Frigid Midwest temps are the coldest of the season
MADISON, Wis. Homeless people scrambled to find shelter, schools closed down and plumbers wrestled with frozen pipes Tuesday as the upper Midwest endured a third straight day of bitter cold temperatures.
Waves of frigid Arctic air began sweeping south from Canada on Saturday night, locking the Midwest in a deep freeze that has left a section of the country well-acquainted with winter's pains reeling. Authorities suspect exposure has played a role in at least three deaths so far.
"I am wearing a Snuggie under a top and another jacket over that," said Faye Whitbeck, president of the chamber of commerce in International Falls, Minn., a town near the Canadian border where the temperature was minus 30 on Tuesday morning. The anticipated high was a balmy 8 below. "I pulled out a coat that went right to my ankles this morning and I wore two scarves."
The coldest location in the lower 48 states Monday was Embarrass, Minn., at 36 below. On Sunday it was Babbitt, Minn., at 29 below, according to the National Weather Service.
CBS News correspondent Dean Reynolds cautioned that frostbite was possible at these frigid temperatures in less than 10 minutes.
Ariana Laffey, a 30-year-old homeless woman, kept warm with a blanket, three pairs of pants and six shirts as she sat on a milk crate begging near Chicago's Willis Tower Tuesday morning. She said she and her husband spent the night under a bridge, bundled up under a half-dozen blankets.
"We're just trying to make enough to get a warm room to sleep in tonight," Laffey said.
But in Sioux Falls, S.D., where winter temperatures are normally well below freezing, some homeless shelters had open beds. Shelter managers suspect people who needed a place to stay were already using the services before the temperatures reached more extreme lows. The first cold snap of the season was in early December. Overnight temperatures dropped to 9 below with the wind chill.

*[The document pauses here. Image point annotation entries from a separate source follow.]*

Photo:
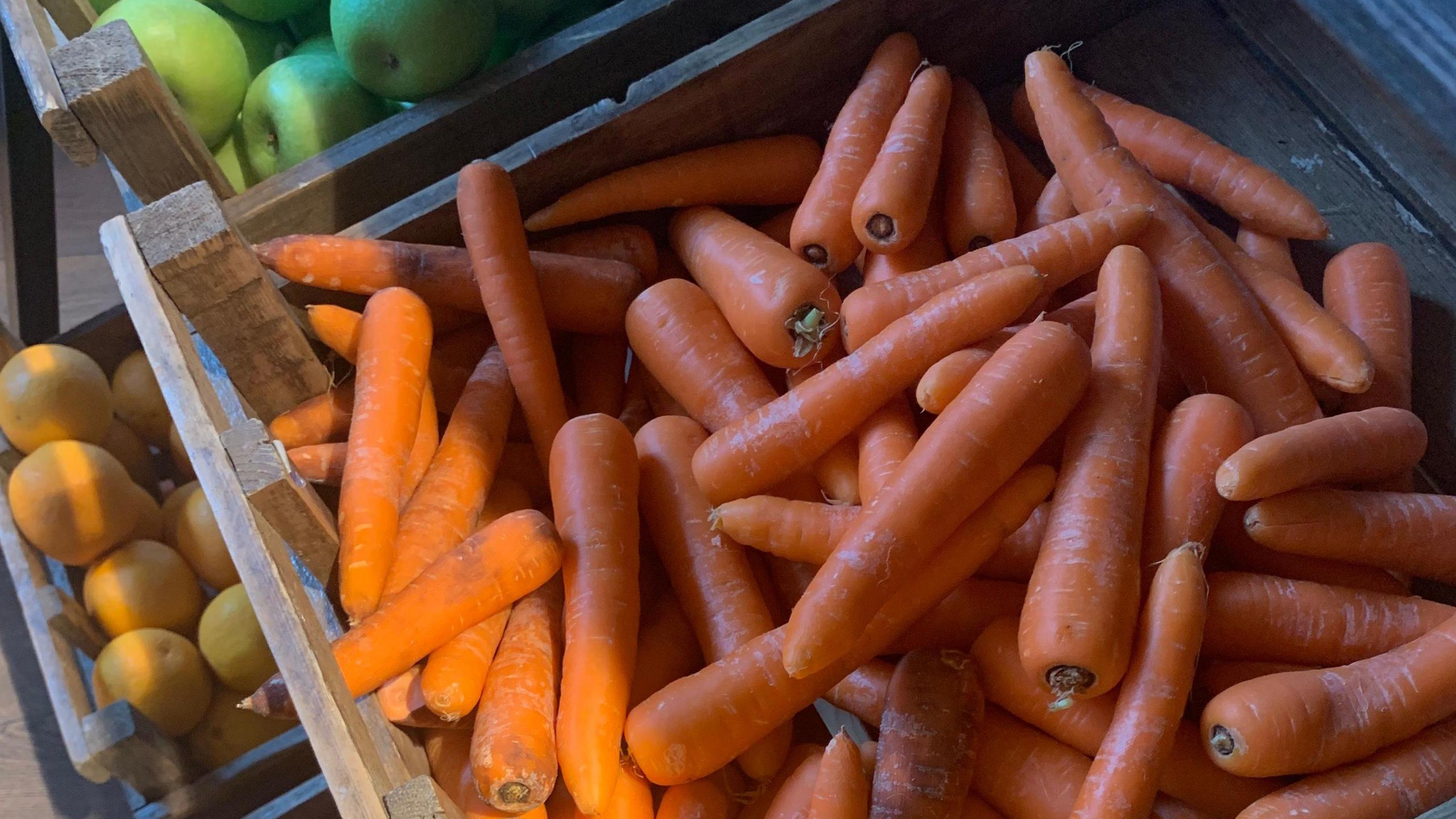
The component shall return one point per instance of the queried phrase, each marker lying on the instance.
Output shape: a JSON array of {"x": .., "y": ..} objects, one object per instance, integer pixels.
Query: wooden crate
[{"x": 1223, "y": 65}]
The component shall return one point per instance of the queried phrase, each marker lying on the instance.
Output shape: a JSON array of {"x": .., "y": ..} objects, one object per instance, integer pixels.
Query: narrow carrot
[
  {"x": 594, "y": 491},
  {"x": 711, "y": 574},
  {"x": 775, "y": 441},
  {"x": 490, "y": 219},
  {"x": 1254, "y": 617},
  {"x": 760, "y": 171},
  {"x": 1395, "y": 531},
  {"x": 1015, "y": 403},
  {"x": 683, "y": 340},
  {"x": 823, "y": 231},
  {"x": 388, "y": 394},
  {"x": 700, "y": 723},
  {"x": 1062, "y": 253},
  {"x": 981, "y": 208},
  {"x": 1130, "y": 761},
  {"x": 513, "y": 750},
  {"x": 1216, "y": 331},
  {"x": 895, "y": 198},
  {"x": 1077, "y": 628},
  {"x": 788, "y": 320},
  {"x": 928, "y": 737}
]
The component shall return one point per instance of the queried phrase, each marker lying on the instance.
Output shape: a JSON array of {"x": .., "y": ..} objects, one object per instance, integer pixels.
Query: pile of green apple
[{"x": 270, "y": 84}]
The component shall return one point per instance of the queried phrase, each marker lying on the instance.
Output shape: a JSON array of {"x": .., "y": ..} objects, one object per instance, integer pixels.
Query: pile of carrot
[{"x": 1083, "y": 506}]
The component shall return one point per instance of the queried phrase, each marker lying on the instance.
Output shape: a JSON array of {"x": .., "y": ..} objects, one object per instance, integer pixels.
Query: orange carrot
[
  {"x": 759, "y": 171},
  {"x": 1018, "y": 398},
  {"x": 788, "y": 320},
  {"x": 823, "y": 231},
  {"x": 513, "y": 750},
  {"x": 981, "y": 208},
  {"x": 490, "y": 219},
  {"x": 594, "y": 491},
  {"x": 895, "y": 198},
  {"x": 778, "y": 439},
  {"x": 1077, "y": 630},
  {"x": 392, "y": 358}
]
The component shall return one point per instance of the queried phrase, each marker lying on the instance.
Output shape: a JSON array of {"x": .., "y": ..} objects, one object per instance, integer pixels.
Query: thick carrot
[
  {"x": 787, "y": 435},
  {"x": 1254, "y": 617},
  {"x": 981, "y": 208},
  {"x": 893, "y": 201},
  {"x": 392, "y": 359},
  {"x": 1014, "y": 404},
  {"x": 823, "y": 231},
  {"x": 700, "y": 723},
  {"x": 513, "y": 750},
  {"x": 1077, "y": 628},
  {"x": 594, "y": 493},
  {"x": 788, "y": 320},
  {"x": 1133, "y": 755},
  {"x": 759, "y": 171},
  {"x": 710, "y": 573},
  {"x": 490, "y": 219},
  {"x": 487, "y": 573},
  {"x": 1062, "y": 253}
]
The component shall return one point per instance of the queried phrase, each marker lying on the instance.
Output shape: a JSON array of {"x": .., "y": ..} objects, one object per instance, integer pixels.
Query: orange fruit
[
  {"x": 73, "y": 500},
  {"x": 160, "y": 674},
  {"x": 53, "y": 392},
  {"x": 143, "y": 585},
  {"x": 139, "y": 401},
  {"x": 201, "y": 543}
]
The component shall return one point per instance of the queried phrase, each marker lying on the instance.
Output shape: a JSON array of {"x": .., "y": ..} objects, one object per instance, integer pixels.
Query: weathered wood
[
  {"x": 217, "y": 283},
  {"x": 136, "y": 121},
  {"x": 286, "y": 500}
]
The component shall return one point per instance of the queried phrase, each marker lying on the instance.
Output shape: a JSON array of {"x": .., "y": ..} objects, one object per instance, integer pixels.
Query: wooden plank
[
  {"x": 214, "y": 279},
  {"x": 136, "y": 121},
  {"x": 32, "y": 55},
  {"x": 347, "y": 754}
]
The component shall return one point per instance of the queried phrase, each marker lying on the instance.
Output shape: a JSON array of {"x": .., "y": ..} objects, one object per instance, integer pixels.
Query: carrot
[
  {"x": 392, "y": 358},
  {"x": 455, "y": 675},
  {"x": 487, "y": 573},
  {"x": 1395, "y": 531},
  {"x": 680, "y": 337},
  {"x": 1015, "y": 403},
  {"x": 625, "y": 242},
  {"x": 1216, "y": 331},
  {"x": 490, "y": 219},
  {"x": 928, "y": 737},
  {"x": 788, "y": 320},
  {"x": 1124, "y": 774},
  {"x": 1401, "y": 781},
  {"x": 711, "y": 574},
  {"x": 1183, "y": 502},
  {"x": 893, "y": 201},
  {"x": 1062, "y": 253},
  {"x": 981, "y": 208},
  {"x": 841, "y": 791},
  {"x": 1254, "y": 617},
  {"x": 1077, "y": 628},
  {"x": 594, "y": 491},
  {"x": 778, "y": 439},
  {"x": 823, "y": 231},
  {"x": 700, "y": 723},
  {"x": 513, "y": 750},
  {"x": 760, "y": 171}
]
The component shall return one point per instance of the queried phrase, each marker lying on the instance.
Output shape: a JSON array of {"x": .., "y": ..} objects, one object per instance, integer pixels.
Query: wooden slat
[
  {"x": 214, "y": 279},
  {"x": 136, "y": 121},
  {"x": 347, "y": 754}
]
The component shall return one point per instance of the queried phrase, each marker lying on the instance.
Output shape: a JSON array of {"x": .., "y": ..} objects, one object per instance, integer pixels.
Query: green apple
[
  {"x": 302, "y": 105},
  {"x": 197, "y": 55},
  {"x": 412, "y": 48}
]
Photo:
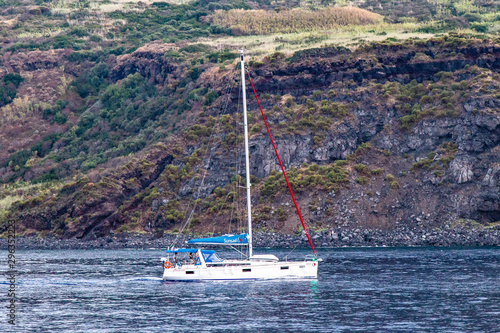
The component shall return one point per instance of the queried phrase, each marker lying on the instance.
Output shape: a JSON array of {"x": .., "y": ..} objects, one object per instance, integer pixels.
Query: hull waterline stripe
[{"x": 281, "y": 165}]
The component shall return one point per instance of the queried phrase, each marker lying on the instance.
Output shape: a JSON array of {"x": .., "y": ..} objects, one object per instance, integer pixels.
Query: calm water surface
[{"x": 358, "y": 290}]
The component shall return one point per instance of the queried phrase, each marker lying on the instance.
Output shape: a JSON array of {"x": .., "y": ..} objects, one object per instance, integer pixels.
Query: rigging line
[
  {"x": 281, "y": 165},
  {"x": 239, "y": 220},
  {"x": 228, "y": 90},
  {"x": 188, "y": 221}
]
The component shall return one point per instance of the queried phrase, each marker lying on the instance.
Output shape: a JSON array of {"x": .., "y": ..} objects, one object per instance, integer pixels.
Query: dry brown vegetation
[{"x": 295, "y": 20}]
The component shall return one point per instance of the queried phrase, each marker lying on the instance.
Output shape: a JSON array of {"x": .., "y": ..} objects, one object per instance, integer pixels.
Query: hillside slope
[{"x": 392, "y": 134}]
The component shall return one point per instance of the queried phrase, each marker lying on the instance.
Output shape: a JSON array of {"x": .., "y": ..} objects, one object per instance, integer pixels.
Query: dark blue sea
[{"x": 358, "y": 290}]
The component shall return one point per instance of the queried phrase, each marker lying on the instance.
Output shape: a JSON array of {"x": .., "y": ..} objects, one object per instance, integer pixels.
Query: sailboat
[{"x": 201, "y": 264}]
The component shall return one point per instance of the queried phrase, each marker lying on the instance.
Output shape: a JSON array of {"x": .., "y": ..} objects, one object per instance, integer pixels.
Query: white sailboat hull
[{"x": 244, "y": 270}]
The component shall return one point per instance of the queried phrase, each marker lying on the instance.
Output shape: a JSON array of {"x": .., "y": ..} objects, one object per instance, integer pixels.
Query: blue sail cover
[{"x": 222, "y": 240}]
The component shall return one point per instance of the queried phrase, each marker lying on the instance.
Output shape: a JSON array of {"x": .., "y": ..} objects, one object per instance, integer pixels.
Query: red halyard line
[{"x": 282, "y": 168}]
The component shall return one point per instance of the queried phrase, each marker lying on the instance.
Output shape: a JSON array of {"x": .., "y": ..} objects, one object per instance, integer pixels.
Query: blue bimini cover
[
  {"x": 208, "y": 255},
  {"x": 222, "y": 240}
]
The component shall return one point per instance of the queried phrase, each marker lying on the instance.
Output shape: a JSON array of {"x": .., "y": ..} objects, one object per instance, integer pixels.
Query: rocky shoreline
[{"x": 457, "y": 236}]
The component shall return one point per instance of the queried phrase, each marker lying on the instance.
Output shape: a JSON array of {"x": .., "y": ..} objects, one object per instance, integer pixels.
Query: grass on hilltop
[{"x": 296, "y": 20}]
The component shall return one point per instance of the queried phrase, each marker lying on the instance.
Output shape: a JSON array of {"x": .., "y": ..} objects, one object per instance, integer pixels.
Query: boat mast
[{"x": 247, "y": 158}]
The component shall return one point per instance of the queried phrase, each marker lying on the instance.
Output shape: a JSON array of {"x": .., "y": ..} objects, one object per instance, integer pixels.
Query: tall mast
[{"x": 247, "y": 158}]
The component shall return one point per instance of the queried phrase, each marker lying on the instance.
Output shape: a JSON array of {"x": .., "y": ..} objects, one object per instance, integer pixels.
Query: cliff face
[{"x": 392, "y": 135}]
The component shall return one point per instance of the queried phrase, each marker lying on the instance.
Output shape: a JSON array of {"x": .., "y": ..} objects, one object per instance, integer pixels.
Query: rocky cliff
[{"x": 393, "y": 135}]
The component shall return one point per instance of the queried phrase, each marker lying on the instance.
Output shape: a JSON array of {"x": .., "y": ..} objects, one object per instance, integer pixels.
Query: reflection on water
[{"x": 369, "y": 290}]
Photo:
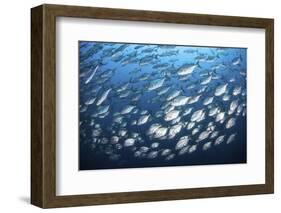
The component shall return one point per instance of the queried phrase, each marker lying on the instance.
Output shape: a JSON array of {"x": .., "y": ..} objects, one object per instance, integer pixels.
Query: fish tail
[{"x": 198, "y": 65}]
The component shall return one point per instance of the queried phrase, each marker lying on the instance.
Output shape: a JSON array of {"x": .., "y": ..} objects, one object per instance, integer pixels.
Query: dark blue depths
[{"x": 144, "y": 105}]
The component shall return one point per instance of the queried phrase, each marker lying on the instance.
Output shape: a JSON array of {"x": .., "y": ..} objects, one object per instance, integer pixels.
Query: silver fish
[
  {"x": 103, "y": 97},
  {"x": 221, "y": 89}
]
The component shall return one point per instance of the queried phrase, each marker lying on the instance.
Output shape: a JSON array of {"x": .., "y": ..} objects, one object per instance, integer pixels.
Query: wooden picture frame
[{"x": 43, "y": 105}]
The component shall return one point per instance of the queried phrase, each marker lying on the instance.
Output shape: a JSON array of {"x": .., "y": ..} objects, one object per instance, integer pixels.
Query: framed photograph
[{"x": 137, "y": 106}]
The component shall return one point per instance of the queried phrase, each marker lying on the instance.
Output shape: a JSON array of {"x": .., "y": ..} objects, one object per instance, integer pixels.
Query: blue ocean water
[{"x": 148, "y": 105}]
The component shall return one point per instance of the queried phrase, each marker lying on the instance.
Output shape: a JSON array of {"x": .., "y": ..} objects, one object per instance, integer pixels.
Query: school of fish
[{"x": 159, "y": 101}]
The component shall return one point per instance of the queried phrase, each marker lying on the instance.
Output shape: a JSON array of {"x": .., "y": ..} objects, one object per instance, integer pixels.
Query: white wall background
[{"x": 15, "y": 105}]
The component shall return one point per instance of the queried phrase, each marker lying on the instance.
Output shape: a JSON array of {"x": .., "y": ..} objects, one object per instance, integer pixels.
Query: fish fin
[{"x": 198, "y": 65}]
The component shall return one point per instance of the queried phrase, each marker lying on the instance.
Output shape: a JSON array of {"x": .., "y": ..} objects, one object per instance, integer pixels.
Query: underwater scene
[{"x": 155, "y": 105}]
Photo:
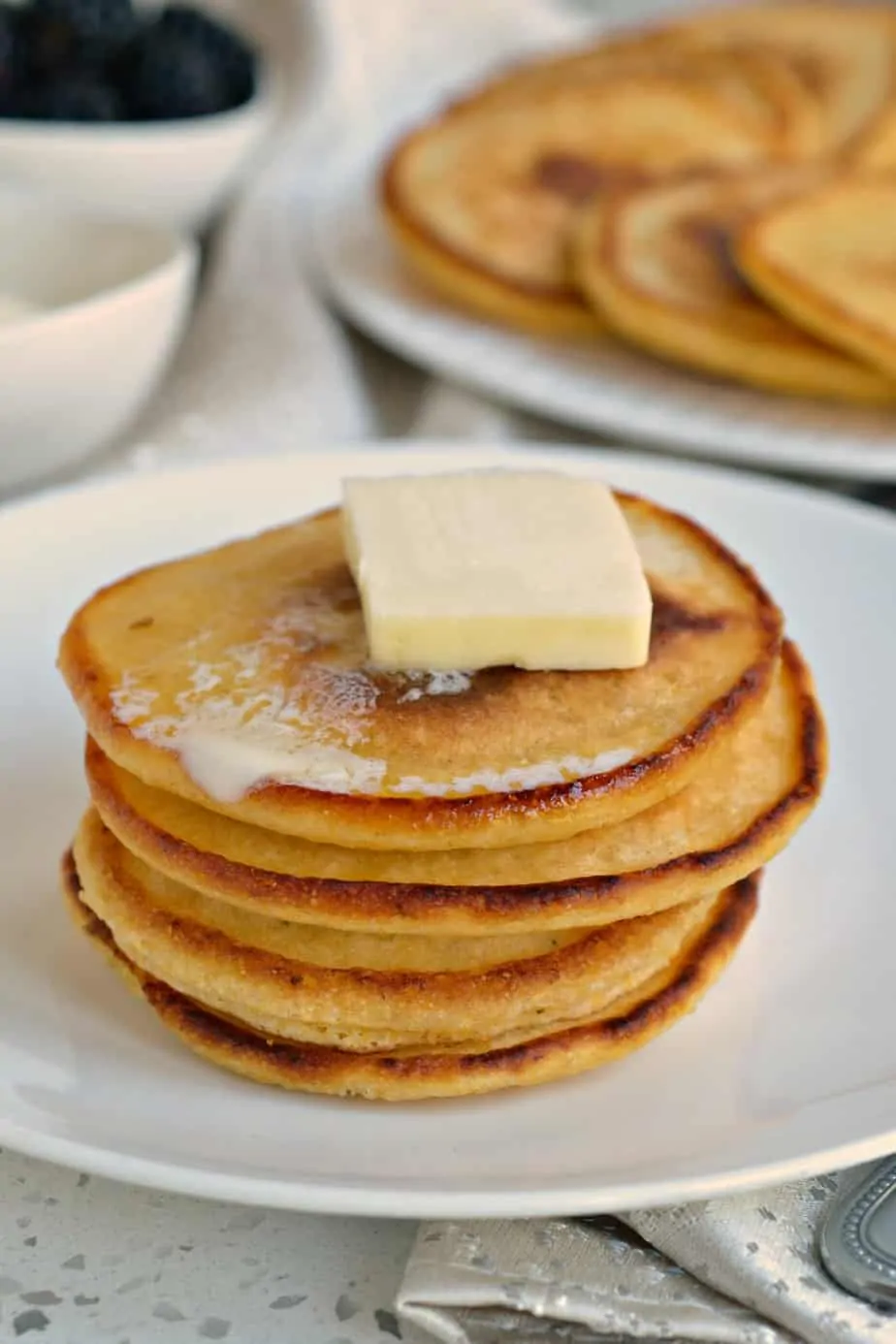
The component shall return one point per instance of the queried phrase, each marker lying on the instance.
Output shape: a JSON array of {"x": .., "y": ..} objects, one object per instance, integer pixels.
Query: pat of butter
[{"x": 505, "y": 567}]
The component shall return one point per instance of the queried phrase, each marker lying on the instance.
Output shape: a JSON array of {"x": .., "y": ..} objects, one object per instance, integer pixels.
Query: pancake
[
  {"x": 734, "y": 817},
  {"x": 828, "y": 260},
  {"x": 657, "y": 261},
  {"x": 305, "y": 982},
  {"x": 629, "y": 1024},
  {"x": 481, "y": 199},
  {"x": 262, "y": 707},
  {"x": 759, "y": 83},
  {"x": 844, "y": 54}
]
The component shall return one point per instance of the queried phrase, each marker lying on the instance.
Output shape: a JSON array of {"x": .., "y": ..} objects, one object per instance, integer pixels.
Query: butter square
[{"x": 530, "y": 568}]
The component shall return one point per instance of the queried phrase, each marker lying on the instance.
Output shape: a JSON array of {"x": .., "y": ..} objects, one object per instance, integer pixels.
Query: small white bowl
[
  {"x": 90, "y": 315},
  {"x": 174, "y": 174}
]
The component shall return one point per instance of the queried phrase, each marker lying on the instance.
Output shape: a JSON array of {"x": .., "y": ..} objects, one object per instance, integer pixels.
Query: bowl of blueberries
[{"x": 146, "y": 113}]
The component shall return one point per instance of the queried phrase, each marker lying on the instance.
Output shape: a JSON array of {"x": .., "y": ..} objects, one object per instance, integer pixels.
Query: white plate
[
  {"x": 596, "y": 387},
  {"x": 787, "y": 1068}
]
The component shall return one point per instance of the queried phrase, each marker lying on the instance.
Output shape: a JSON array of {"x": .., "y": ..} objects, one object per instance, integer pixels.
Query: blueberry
[
  {"x": 48, "y": 46},
  {"x": 231, "y": 54},
  {"x": 96, "y": 27},
  {"x": 167, "y": 79},
  {"x": 10, "y": 55},
  {"x": 80, "y": 96}
]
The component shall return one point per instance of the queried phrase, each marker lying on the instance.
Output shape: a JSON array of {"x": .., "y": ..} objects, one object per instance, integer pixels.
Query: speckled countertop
[{"x": 86, "y": 1261}]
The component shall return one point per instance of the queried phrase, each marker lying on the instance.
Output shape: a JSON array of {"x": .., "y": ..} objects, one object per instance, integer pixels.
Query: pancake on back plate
[
  {"x": 658, "y": 262},
  {"x": 844, "y": 54},
  {"x": 237, "y": 679},
  {"x": 481, "y": 198},
  {"x": 828, "y": 260},
  {"x": 756, "y": 82},
  {"x": 480, "y": 1066},
  {"x": 743, "y": 807}
]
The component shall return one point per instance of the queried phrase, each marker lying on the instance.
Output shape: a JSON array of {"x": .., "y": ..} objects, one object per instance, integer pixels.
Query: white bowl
[
  {"x": 90, "y": 315},
  {"x": 175, "y": 174}
]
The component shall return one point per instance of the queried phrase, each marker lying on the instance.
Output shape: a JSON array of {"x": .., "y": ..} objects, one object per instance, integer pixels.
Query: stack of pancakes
[
  {"x": 717, "y": 191},
  {"x": 408, "y": 884}
]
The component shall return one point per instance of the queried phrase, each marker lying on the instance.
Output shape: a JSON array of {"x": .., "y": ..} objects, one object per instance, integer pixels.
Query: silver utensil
[{"x": 857, "y": 1239}]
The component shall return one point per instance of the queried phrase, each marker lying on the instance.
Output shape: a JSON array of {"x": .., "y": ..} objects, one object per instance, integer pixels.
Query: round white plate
[
  {"x": 787, "y": 1068},
  {"x": 598, "y": 387}
]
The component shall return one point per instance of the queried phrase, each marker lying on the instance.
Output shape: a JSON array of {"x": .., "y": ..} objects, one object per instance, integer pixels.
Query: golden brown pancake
[
  {"x": 844, "y": 54},
  {"x": 411, "y": 1075},
  {"x": 659, "y": 264},
  {"x": 828, "y": 260},
  {"x": 237, "y": 679},
  {"x": 366, "y": 991},
  {"x": 735, "y": 816},
  {"x": 481, "y": 199},
  {"x": 758, "y": 82}
]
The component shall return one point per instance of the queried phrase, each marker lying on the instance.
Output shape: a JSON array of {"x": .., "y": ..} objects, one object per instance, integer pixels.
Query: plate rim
[{"x": 559, "y": 1195}]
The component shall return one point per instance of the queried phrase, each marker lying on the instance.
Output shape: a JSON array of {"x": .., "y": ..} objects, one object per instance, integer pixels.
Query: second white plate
[{"x": 599, "y": 387}]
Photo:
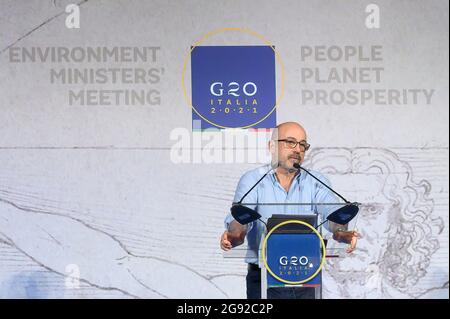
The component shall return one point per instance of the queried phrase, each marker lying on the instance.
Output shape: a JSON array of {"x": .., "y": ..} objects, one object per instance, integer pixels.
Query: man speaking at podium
[{"x": 284, "y": 184}]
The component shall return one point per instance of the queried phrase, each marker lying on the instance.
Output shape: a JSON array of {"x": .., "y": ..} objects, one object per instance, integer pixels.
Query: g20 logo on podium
[{"x": 233, "y": 86}]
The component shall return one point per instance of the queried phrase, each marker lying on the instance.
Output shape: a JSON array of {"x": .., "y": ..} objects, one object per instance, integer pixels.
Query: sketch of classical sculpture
[{"x": 54, "y": 241}]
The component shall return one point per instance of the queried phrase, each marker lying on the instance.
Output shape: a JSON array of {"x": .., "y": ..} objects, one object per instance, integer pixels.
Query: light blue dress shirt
[{"x": 304, "y": 189}]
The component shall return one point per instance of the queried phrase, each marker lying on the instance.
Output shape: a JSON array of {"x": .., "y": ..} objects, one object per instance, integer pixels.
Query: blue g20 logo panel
[{"x": 233, "y": 86}]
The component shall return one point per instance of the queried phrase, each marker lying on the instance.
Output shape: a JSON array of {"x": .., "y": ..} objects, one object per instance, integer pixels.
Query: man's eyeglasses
[{"x": 304, "y": 146}]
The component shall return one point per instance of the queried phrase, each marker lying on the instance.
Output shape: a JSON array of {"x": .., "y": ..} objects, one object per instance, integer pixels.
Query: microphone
[
  {"x": 344, "y": 214},
  {"x": 243, "y": 214},
  {"x": 298, "y": 167}
]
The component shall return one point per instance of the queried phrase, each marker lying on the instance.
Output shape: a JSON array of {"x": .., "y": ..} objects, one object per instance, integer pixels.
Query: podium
[{"x": 291, "y": 254}]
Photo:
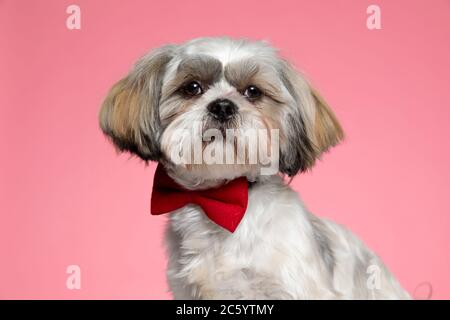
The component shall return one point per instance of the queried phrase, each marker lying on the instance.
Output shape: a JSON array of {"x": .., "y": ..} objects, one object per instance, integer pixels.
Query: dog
[{"x": 277, "y": 249}]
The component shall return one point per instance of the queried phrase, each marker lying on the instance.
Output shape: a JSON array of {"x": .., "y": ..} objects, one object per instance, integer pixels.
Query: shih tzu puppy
[{"x": 227, "y": 120}]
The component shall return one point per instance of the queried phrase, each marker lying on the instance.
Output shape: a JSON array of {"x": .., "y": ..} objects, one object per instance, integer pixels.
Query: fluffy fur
[{"x": 280, "y": 250}]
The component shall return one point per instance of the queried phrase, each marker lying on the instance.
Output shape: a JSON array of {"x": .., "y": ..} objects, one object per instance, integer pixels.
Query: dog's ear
[
  {"x": 130, "y": 112},
  {"x": 311, "y": 126}
]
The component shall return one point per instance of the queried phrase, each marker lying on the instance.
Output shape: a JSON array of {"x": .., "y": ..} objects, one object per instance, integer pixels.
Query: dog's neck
[{"x": 195, "y": 180}]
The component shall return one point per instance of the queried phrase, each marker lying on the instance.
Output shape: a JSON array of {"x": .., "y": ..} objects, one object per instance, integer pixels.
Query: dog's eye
[
  {"x": 252, "y": 92},
  {"x": 193, "y": 88}
]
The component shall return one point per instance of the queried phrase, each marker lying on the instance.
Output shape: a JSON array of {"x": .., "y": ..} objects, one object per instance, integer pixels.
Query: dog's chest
[{"x": 220, "y": 264}]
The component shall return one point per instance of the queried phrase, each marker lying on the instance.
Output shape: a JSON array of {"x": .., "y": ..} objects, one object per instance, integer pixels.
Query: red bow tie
[{"x": 224, "y": 205}]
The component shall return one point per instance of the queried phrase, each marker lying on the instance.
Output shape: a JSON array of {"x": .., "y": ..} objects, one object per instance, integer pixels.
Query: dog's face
[{"x": 230, "y": 86}]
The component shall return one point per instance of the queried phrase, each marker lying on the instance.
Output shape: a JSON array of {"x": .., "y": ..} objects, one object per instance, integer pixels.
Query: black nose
[{"x": 222, "y": 109}]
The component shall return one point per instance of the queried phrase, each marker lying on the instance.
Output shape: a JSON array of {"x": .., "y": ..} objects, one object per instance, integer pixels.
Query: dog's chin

In Michigan's Upper Peninsula, residents woke to a wind chill that made it feel like 35 below. The temperature in Madison, Wis., was a whopping 1 degree above just before midday Tuesday. Chicago was a hot spot: The mercury climbed to 6 just before noon.
The temperature in Detroit was a toasty 7 degrees with a 10 below wind chill around midday. City officials said they planned to extend hours at its two warming centers. A warming center run by St. Peter and Paul Jesuit Church downtown that usually sees 50 to 60 people on a typical winter day had taken in about 90 people Tuesday morning.
Police in Milwaukee, where the temperature was just 2 degrees at noon, checked under freeway overpasses to find the homeless and urge them to find a shelter. The United Way of Greater Milwaukee has donated $50,000 to two homeless shelters so they can open overflow centers.
"We're incredibly relieved," said Donna Rongholt-Migan, executive director of the Cathedral Center, a Milwaukee shelter that received $25,000. "I was walking my dog last night and I couldn't feel my legs just after walking around the block."
Schools across the region either started late or didn't open at all. Districts in Duluth, Minn., and Ashland, Bayfield, Hurley, Washburn and Superior in far northern Wisconsin closed amid warnings that the wicked wind chills could freeze exposed flesh within a minute.
"It's brutal," Courtney Thrall, a 21-year-old University of Wisconsin-Madison student, said as she waited for her bus, her fur-trimmed parka hood pulled over her head.